Siyer ve Nümismatik

28.06.2018
A+
A-
Siyer ve Nümismatik

     Yazıyı kullanan uygarlıkları konu edinen tarihsel arkeolojiden önceki yazılarımızda bahsetmiş, tarihsel arkeolojinin tarih usûlü bağlamında Siyer’i doğrudan ilgilendirdiğini, hatta tarihle neredeyse eş anlamlı olduğunu ancak henüz fakültelerimizde bu alanla ilgili yeterli çalışmaların yapılmadığını söylemiştik. Hatırlatmak bâbında tekrar etmemiz gerekirse, tarihsel arkeoloji sadece yazı ve yazılı materyal üzerinde durmamaktadır. En temel anlamda tarihsel arkeoloji, arkeolojik kalıntılarla anlatılara ya da belgelere dayanan verilerin birleştirilmesini önermektedir. Zira tarihsel arkeoloji, toprak üzerindeki verileri de göz ardı etmemekte aksine toprak altı ile üzerini, birbirlerinin tamamlayıcı unsurları olarak değerlendirmektedir.

       Tam da bu aşamada Siyer bilgilerine mutlak sûrette eklenmesi gereken diğer bir husus daha dâhil olmaktadır: Nümismatik.

       Nümismatik, en yalın haliyle eski paraları inceleyen ve bu materyalden yola çıkarak dönem hakkında malumat veren bir disiplindir. Konuyla ilgili olarak A. Zeki Velidi Togan şunları aktarmaktadır:

       ‘Meskûkât (Nümismatik) önceleri sadece hükümdar lakaplarını, hükümet, sene ve mahallerini öğrenmek için bir kaynak sayılırdı. Şimdi ise daha ziyade üzerindeki resimler ve yazılar ile hâkim unsurun sanatını, güzel sanat zevkini, keza darp mahalli olan ülkenin iktisadî hayatını, malî vaziyetini öğrenmek için sağlam kaynaklar olduğu anlaşılmıştır.
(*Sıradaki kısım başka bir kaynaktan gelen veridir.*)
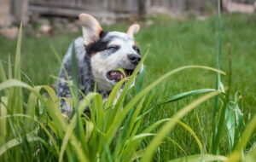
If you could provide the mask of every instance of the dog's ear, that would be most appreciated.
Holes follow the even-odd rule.
[[[129,27],[126,33],[133,38],[133,35],[137,34],[139,32],[139,30],[140,26],[138,24],[133,24]]]
[[[80,14],[79,21],[82,26],[84,45],[99,40],[102,28],[94,17],[88,14]]]

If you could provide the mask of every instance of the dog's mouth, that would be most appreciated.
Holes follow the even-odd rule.
[[[113,70],[107,72],[106,77],[109,80],[114,80],[115,82],[119,82],[125,78],[125,77],[129,77],[132,74],[134,69],[124,69],[125,73],[122,73],[120,71]]]

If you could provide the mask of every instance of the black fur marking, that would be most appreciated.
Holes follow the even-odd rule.
[[[108,49],[108,44],[110,40],[103,40],[107,34],[108,32],[102,31],[100,33],[100,39],[85,47],[86,52],[89,55]]]

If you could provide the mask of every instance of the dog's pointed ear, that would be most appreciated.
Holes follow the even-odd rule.
[[[126,33],[133,38],[133,35],[137,34],[139,32],[139,30],[140,26],[138,24],[133,24],[129,27]]]
[[[80,14],[79,21],[82,26],[84,45],[99,40],[102,28],[94,17],[88,14]]]

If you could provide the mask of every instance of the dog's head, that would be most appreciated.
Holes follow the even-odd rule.
[[[79,21],[95,80],[100,90],[110,90],[122,78],[131,75],[141,61],[140,49],[133,37],[140,26],[137,24],[132,25],[126,33],[106,32],[91,15],[81,14]],[[118,68],[123,68],[125,74],[118,71]]]

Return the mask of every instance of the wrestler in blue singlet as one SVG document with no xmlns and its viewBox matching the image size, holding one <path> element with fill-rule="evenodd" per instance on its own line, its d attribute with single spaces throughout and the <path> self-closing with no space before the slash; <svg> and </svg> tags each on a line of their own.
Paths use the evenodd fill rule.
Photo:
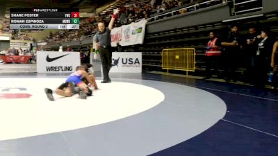
<svg viewBox="0 0 278 156">
<path fill-rule="evenodd" d="M 75 71 L 67 77 L 65 82 L 74 83 L 74 85 L 77 86 L 79 83 L 83 83 L 82 78 L 83 78 L 82 74 L 79 71 Z"/>
</svg>

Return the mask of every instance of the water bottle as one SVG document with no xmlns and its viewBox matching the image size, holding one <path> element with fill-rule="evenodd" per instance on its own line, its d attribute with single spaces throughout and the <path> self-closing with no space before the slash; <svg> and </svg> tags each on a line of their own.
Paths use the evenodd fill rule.
<svg viewBox="0 0 278 156">
<path fill-rule="evenodd" d="M 270 71 L 269 76 L 268 76 L 268 82 L 272 83 L 273 80 L 273 77 L 274 77 L 273 72 Z"/>
</svg>

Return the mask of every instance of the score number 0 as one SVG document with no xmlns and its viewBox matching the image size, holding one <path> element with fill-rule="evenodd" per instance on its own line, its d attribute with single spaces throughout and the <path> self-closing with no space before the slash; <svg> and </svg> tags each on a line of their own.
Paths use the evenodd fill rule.
<svg viewBox="0 0 278 156">
<path fill-rule="evenodd" d="M 72 12 L 72 18 L 79 18 L 79 12 Z"/>
</svg>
       Kuşkusuz geçmişten günümüze gelen teliflerin önemi büyüktür. Ancak bu teliflerin bir kısmında yer alan haberlerin tuhaf karşılanması da söz konusudur. Elbette eseri vücûda getiren müellifin bu duruma katkısı vardır ancak tek etken unsur bu değildir. Zira rivâyet zincirinde yer alan ve müellifin o an için tetkik edemeyeceği veya buna imkânının olamayacağını râvîlerin katkılarını da göz önünde bulundurmak gerekir.

       Nümismatik ise belki de yukarıda ifade etmeye çalıştığımız hususları en aza indirebilecek olan bir disiplin olarak öne çıkarılabilir. Siyer, sikkelerin kullanımda olduğu bir sahadır. Ticaretle uğraşan bir topluluğun ve dolayısıyla Resûlullah’ın (as) sikkelerden uzak kalması pek akla yatkın değildir. Şu halde, Resûlullah’ın (as) yaşadığı dönemden başlayarak sikkelerin ortaya çıkarılması, Siyer’e katkı sağlamayacak mıdır?
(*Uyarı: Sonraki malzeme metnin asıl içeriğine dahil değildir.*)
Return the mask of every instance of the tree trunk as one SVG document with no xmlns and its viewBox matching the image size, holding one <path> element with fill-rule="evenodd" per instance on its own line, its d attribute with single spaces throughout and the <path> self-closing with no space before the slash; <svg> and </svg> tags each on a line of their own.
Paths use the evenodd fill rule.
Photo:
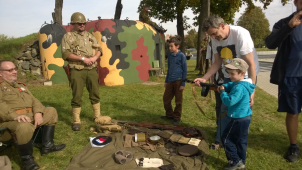
<svg viewBox="0 0 302 170">
<path fill-rule="evenodd" d="M 196 59 L 196 67 L 195 70 L 200 70 L 200 60 L 201 60 L 201 41 L 204 39 L 205 37 L 205 33 L 202 32 L 201 28 L 202 28 L 202 23 L 203 21 L 210 16 L 210 0 L 200 0 L 200 14 L 198 17 L 198 23 L 199 23 L 199 27 L 198 27 L 198 40 L 197 40 L 197 59 Z M 205 62 L 203 62 L 205 63 Z M 204 68 L 204 67 L 203 67 Z"/>
<path fill-rule="evenodd" d="M 179 49 L 181 50 L 181 52 L 185 53 L 185 33 L 184 33 L 184 23 L 183 23 L 183 10 L 179 9 L 180 6 L 180 2 L 181 0 L 177 0 L 176 2 L 176 8 L 177 9 L 177 35 L 179 35 L 181 37 L 181 44 Z"/>
<path fill-rule="evenodd" d="M 62 9 L 63 9 L 63 0 L 56 0 L 55 12 L 52 13 L 52 19 L 54 23 L 62 25 Z"/>
<path fill-rule="evenodd" d="M 115 7 L 115 14 L 114 14 L 114 19 L 120 19 L 121 14 L 122 14 L 122 0 L 117 0 L 116 7 Z"/>
</svg>

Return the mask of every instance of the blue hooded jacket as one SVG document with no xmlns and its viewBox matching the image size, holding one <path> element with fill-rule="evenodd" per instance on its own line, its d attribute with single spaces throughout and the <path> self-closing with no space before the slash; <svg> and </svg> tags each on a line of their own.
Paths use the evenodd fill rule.
<svg viewBox="0 0 302 170">
<path fill-rule="evenodd" d="M 244 79 L 239 82 L 229 82 L 223 84 L 225 90 L 220 91 L 220 97 L 228 106 L 227 115 L 232 118 L 243 118 L 252 114 L 250 108 L 250 96 L 254 92 L 256 85 L 251 79 Z M 230 92 L 229 94 L 225 91 Z"/>
</svg>

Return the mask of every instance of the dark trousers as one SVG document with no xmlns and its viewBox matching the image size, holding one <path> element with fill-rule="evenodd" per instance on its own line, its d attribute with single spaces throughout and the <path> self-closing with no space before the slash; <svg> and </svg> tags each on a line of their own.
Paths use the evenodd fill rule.
<svg viewBox="0 0 302 170">
<path fill-rule="evenodd" d="M 245 164 L 248 129 L 251 116 L 234 119 L 230 122 L 222 134 L 222 142 L 229 164 L 236 165 L 240 160 Z"/>
<path fill-rule="evenodd" d="M 164 107 L 167 117 L 173 117 L 176 120 L 180 120 L 182 110 L 182 92 L 179 88 L 181 86 L 181 80 L 167 83 L 165 93 L 163 96 Z M 171 101 L 175 96 L 175 109 L 173 111 Z"/>
<path fill-rule="evenodd" d="M 100 102 L 98 81 L 99 76 L 96 68 L 91 70 L 70 69 L 70 85 L 73 96 L 71 100 L 72 108 L 81 107 L 84 87 L 89 92 L 89 99 L 92 105 Z"/>
<path fill-rule="evenodd" d="M 221 110 L 221 97 L 220 97 L 220 93 L 218 91 L 215 91 L 215 99 L 216 99 L 216 106 L 215 106 L 215 110 L 216 110 L 216 125 L 218 125 L 218 118 L 220 116 L 220 110 Z"/>
</svg>

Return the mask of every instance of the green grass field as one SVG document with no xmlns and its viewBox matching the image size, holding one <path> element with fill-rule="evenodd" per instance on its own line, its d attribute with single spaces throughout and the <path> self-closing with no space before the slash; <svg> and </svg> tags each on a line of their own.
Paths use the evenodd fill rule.
<svg viewBox="0 0 302 170">
<path fill-rule="evenodd" d="M 188 78 L 196 78 L 198 71 L 194 71 L 194 61 L 188 61 Z M 135 122 L 168 123 L 160 119 L 164 115 L 162 95 L 164 93 L 164 78 L 152 77 L 150 81 L 159 82 L 159 85 L 147 86 L 143 84 L 128 84 L 123 86 L 101 86 L 101 110 L 103 115 L 113 119 Z M 30 85 L 29 89 L 44 105 L 57 109 L 59 122 L 56 126 L 55 142 L 65 143 L 67 147 L 60 152 L 40 156 L 38 149 L 34 148 L 34 157 L 42 170 L 64 169 L 70 160 L 88 144 L 89 137 L 94 136 L 89 131 L 95 127 L 93 111 L 85 90 L 81 113 L 82 129 L 79 132 L 71 130 L 71 90 L 68 84 L 53 86 Z M 200 94 L 200 88 L 197 88 Z M 215 99 L 198 96 L 198 101 L 206 114 L 215 116 Z M 247 169 L 251 170 L 298 170 L 302 161 L 287 163 L 282 155 L 289 145 L 285 129 L 285 113 L 278 113 L 277 99 L 257 88 L 255 104 L 253 106 L 253 119 L 249 131 Z M 302 123 L 300 121 L 300 123 Z M 191 85 L 187 84 L 184 90 L 182 125 L 201 127 L 207 133 L 209 144 L 215 140 L 216 123 L 204 117 L 193 102 Z M 298 135 L 301 141 L 301 134 Z M 300 145 L 301 142 L 299 143 Z M 8 148 L 1 153 L 8 155 L 15 169 L 21 164 L 15 147 Z M 101 161 L 101 160 L 100 160 Z M 224 150 L 211 150 L 206 159 L 211 170 L 223 169 L 227 165 Z"/>
</svg>

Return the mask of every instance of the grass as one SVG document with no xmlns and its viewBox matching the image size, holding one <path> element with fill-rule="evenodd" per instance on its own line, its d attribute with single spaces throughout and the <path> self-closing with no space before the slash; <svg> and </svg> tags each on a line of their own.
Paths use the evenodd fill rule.
<svg viewBox="0 0 302 170">
<path fill-rule="evenodd" d="M 38 39 L 38 33 L 33 33 L 25 37 L 9 38 L 0 41 L 0 60 L 13 60 L 18 55 L 20 49 Z"/>
<path fill-rule="evenodd" d="M 188 62 L 188 78 L 196 78 L 198 71 L 194 71 L 195 62 Z M 159 85 L 146 86 L 143 84 L 129 84 L 123 86 L 101 86 L 101 110 L 103 115 L 113 119 L 136 122 L 159 122 L 159 117 L 164 115 L 162 95 L 164 93 L 164 78 L 152 77 L 151 81 L 159 82 Z M 89 131 L 94 127 L 93 111 L 89 102 L 88 92 L 83 95 L 83 107 L 81 113 L 82 129 L 80 132 L 71 130 L 71 90 L 68 84 L 53 86 L 29 86 L 31 92 L 44 105 L 50 105 L 57 109 L 59 122 L 56 126 L 55 142 L 65 143 L 67 147 L 47 156 L 40 156 L 38 149 L 34 148 L 34 157 L 41 169 L 64 169 L 70 160 L 80 152 L 93 136 Z M 197 88 L 197 94 L 200 88 Z M 198 96 L 199 104 L 210 117 L 215 116 L 215 99 Z M 253 119 L 249 131 L 248 169 L 261 170 L 295 170 L 301 169 L 302 161 L 287 163 L 282 155 L 289 144 L 285 129 L 285 113 L 278 113 L 277 99 L 263 90 L 257 88 L 255 104 L 253 106 Z M 207 133 L 207 141 L 210 144 L 215 139 L 216 123 L 205 118 L 193 102 L 191 86 L 186 85 L 183 100 L 182 124 L 185 126 L 201 127 Z M 300 121 L 300 124 L 302 122 Z M 298 135 L 301 141 L 301 134 Z M 301 143 L 299 143 L 302 145 Z M 8 148 L 1 155 L 8 155 L 15 169 L 21 164 L 16 148 Z M 223 169 L 227 164 L 224 150 L 210 150 L 206 163 L 211 170 Z"/>
</svg>

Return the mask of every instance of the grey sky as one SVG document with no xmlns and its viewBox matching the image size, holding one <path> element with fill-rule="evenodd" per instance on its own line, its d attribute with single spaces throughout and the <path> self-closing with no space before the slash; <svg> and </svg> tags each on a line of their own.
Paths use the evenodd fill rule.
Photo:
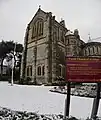
<svg viewBox="0 0 101 120">
<path fill-rule="evenodd" d="M 0 0 L 0 40 L 23 43 L 26 25 L 38 6 L 63 18 L 70 30 L 79 29 L 81 39 L 101 36 L 101 0 Z M 101 39 L 100 39 L 101 41 Z"/>
</svg>

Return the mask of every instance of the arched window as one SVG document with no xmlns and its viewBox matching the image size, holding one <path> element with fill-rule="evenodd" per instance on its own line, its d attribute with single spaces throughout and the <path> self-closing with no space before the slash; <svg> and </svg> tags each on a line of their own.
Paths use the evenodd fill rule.
<svg viewBox="0 0 101 120">
<path fill-rule="evenodd" d="M 45 74 L 45 66 L 42 66 L 42 75 Z"/>
<path fill-rule="evenodd" d="M 42 19 L 39 19 L 35 22 L 32 30 L 32 37 L 38 37 L 43 35 L 44 22 Z"/>
<path fill-rule="evenodd" d="M 39 67 L 37 68 L 37 75 L 38 75 L 38 76 L 41 75 L 41 66 L 39 66 Z"/>
</svg>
      Telif edilen eserlerde olduğu gibi nümismatikte de benzer sorunların olduğu muhakkaktır. Yeterli sikkenin bulunamamış olması, hâli hazırda var olan sikkelerin değerlendirilmesinin önünde bir engel teşkil etmemektedir. Kaldı ki, Abdulmelik b. Mervân dönemine kadar (685-705) Müslümanların yeni sikke basamadıkları, Rum ve İranlılara ait sikkeleri kullandıkları bilinmektedir. Konu hakkında birkaç ciddi çalışma olmakla beraber, konuya fazla ilgili gösterildiğini söylemek de zordur.

       ‘Sikkelerde ilahlar, mukaddes hayvanlar, armalar resmedilir. Sikkeler gümüş ve altın para ayarlarının nasıl değiştiğini, memleketin malî durumunda geçirilen parlak devirleri yahut buhran devirlerini gösterir. Sonra bu paralar o zaman ki metroloji, ölçü hususlarını öğrenmek için kaynak teşkil etmektedir.

       Söz konusu alıntı çerçevesinde dahi düşünecek olursak sikkelerin Resûlullah’ın (as) yaşadığı dönemle ilgili bilgi sunamayacağını söylememiz mümkün değildir.

       Tarih ilmi, birbiri içine geçmiş disiplinlerden müteşekkildir. Arkeolojide olduğu gibi Nümismatik de bu yapının içinde önemli bir başlıktır. İhtiva ettiği kapsam farklı yorumlamalara açıktır ama bazı teliflerde rastlanılan çarpıtmayı, değiştirmeyi, dönüştürmeyi içermez. Bu anlamda bir sonraki yazımızda da sikkelerin tarihe nasıl ışık tuttuğunu birkaç örnekle izah etmeye çalışacağız.

28/06/2018

 

BİR YORUM YAZIN
ZİYARETÇİ YORUMLARI - 0 YORUM

Henüz yorum yapılmamış.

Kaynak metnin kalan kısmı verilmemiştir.